Although the Bowery study had a laudable goal — to prove that prostate cancer could be caught early and cured — it yielded little credible data.
Hudson did not set up a control group of Bowery men who did not get the biopsies and treatment. As a result, he had no way of comparing the men who got the interventions with those who did not or of documenting whether the men he treated lived longer.
But Aronowitz cautions that people today should not feel an easy moral superiority to those who worked on the Bowery study. Millions of American men now get screened for prostate cancer every year, and more than 200,000 of them get biopsies. Tens of thousands have their prostates removed because the biopsies showed cancer cells, even though the men showed no symptoms of cancer.

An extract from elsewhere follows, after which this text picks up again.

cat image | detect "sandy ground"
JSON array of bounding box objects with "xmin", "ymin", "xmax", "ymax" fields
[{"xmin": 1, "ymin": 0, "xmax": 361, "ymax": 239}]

"As the efficacy of the screen-and-treat paradigm was never established, the practices of the past few decades can be understood as a mass experiment conducted on ill-informed men," he wrote.
A federal panel of experts recommended in 2011 that men no longer get the PSA blood test to screen for prostate cancer because clinical trials had found that the test’s benefits were uncertain and its risks — treatments that needlessly cause incontinence and impotence — were severe.
But many urologists believe that screening saves lives, and the American Urological Association recommends that men consider starting it at age 55.
"Ethical tragedies are difficult to recognize in the present," Aronowitz wrote. "Future observers may view the massive evidence-based expansion of our screen-and-treat paradigm in prostate cancer in the same way as we now view the Bowery series practices."